Bergson, Le Rire, III.
ordre des idées
1) Un fait : Nous ne voyons pas la réalité elle-même.
2) Première raison de ce fait : les nécessités de la vie, les besoins de l'action. (Pour agir efficacement nous devons simplifier, rétrécir la réalité, ne retenir d'elle que ce qui nous intéresse, nous est utile.)
3) Deuxième raison : le langage, qui nous masque encore plus la réalité dans la mesure où, excepté les noms propres, tous les mots sont généraux, ils « désignent des genres » qui n'existent pas dans la réalité, car la réalité est toujours constituée d'individualités singulières et originales.

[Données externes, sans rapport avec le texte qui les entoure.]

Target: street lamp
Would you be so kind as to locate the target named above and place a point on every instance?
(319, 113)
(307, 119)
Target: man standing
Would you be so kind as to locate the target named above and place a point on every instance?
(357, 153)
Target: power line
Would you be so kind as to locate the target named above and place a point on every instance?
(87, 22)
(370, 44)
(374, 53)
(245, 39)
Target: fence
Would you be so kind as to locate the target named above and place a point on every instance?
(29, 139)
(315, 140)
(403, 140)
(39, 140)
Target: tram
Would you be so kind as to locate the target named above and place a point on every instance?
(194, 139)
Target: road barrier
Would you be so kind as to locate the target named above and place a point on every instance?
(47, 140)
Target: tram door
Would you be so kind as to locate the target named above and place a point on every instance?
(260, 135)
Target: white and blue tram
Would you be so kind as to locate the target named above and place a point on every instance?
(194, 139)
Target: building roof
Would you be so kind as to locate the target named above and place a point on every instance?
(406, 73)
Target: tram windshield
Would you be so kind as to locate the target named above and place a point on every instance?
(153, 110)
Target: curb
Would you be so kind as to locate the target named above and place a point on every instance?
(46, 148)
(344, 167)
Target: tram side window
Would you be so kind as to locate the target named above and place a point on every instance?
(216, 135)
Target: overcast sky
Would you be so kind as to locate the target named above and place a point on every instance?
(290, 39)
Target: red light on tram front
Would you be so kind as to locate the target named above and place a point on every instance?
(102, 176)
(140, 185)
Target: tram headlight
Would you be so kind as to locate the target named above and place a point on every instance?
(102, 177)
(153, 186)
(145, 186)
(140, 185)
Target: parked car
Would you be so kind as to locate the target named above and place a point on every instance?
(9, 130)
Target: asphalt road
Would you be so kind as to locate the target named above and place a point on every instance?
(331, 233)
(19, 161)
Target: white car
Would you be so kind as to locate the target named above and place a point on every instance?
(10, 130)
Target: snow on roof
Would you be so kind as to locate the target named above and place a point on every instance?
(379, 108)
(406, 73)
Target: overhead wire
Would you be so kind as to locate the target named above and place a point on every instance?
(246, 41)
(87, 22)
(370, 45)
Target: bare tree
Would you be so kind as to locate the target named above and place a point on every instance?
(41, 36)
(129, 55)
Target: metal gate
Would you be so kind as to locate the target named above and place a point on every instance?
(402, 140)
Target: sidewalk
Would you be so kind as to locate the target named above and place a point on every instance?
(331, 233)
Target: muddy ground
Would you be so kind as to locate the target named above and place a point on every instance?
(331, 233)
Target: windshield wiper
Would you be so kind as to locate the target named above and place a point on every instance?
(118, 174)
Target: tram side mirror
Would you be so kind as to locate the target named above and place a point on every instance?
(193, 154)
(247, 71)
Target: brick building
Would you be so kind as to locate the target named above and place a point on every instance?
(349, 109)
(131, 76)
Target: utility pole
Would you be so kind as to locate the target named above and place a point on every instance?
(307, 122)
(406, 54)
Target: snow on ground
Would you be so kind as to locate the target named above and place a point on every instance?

Par exemple, dans la réalité on rencontre des arbres (dont aucun n'est identique à un autre) jamais l'arbre ; le mot “arbre” confond donc ensemble tous les arbres, et ne retient des individualités que ce qui leur est « commun », ce qui est par conséquent le plus « banal ».
4) Une précision : cette analyse selon laquelle la réalité nous est cachée, vaut aussi bien pour la réalité du monde extérieur que pour celle de notre monde intérieur (nos « états d'âmes »).
5) Une remarque finale : les artistes sont ceux qui, eux, voient les choses mêmes.